Presentations and perspectives at the workshop ranged from analysis of existing AI architectures to philosophical aspects of understanding. They also covered practical issues of what “understanding” could mean in scenarios involving AI and humans, and what the legal consequences could be. Discussions circled around the question of understanding, and what, if anything, is fundamentally missing from the current LLMs. Should we build machines that understand the world the way we do, and if so, how?

“For humans, thought results in language production, which results in comprehension. Understanding goes beyond the language system,” said Anna Ivanova from MIT.

LLMs create an illusion of understanding because they can be fluent in human language, but this, the participants agreed, is not the same as either thinking or understanding in humans. Humans create mental models of the world based on our experience of living as human beings inhabiting a body.

“You have to account for the fact that the world is not entirely predictive,” said Yann LeCun from Meta. “Common sense is a collection of world models.
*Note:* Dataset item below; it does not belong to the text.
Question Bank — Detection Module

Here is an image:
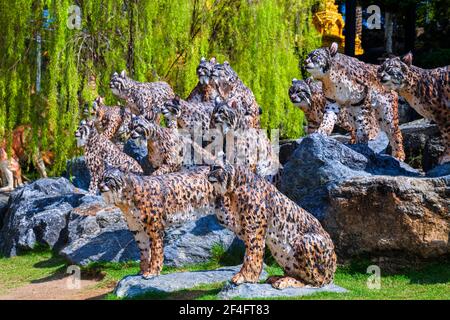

Understanding is predicting using world models. Predicting language is easy because it is discrete. Making predictions under certainty of text is easy — that’s why LLMs work. For example, in video, predictions don’t work.” 

David Chalmers, a philosopher at New York University, said, “Our own meaning of understanding may have been too ambiguous, too vague, too unarticulated.” He proposed “distinguishing the various strands in our existing notion of understanding” by using a framework from Henk W De Regt’s book Understanding Scientific Understanding.

The questions surrounding how we understand and what understanding means in LLMs could direct how AIs — and our relationships with them — develop.  

Workshops such as these serve as benchmarks in an ongoing, but increasingly important, conversation. In the next few months, the organizers will be releasing a report via arXiv. They hope, through events such as these, to continue the dialogue by creating environments that facilitate collaborations and inform the broader public about what the experts in the field of AI and related fields are thinking about.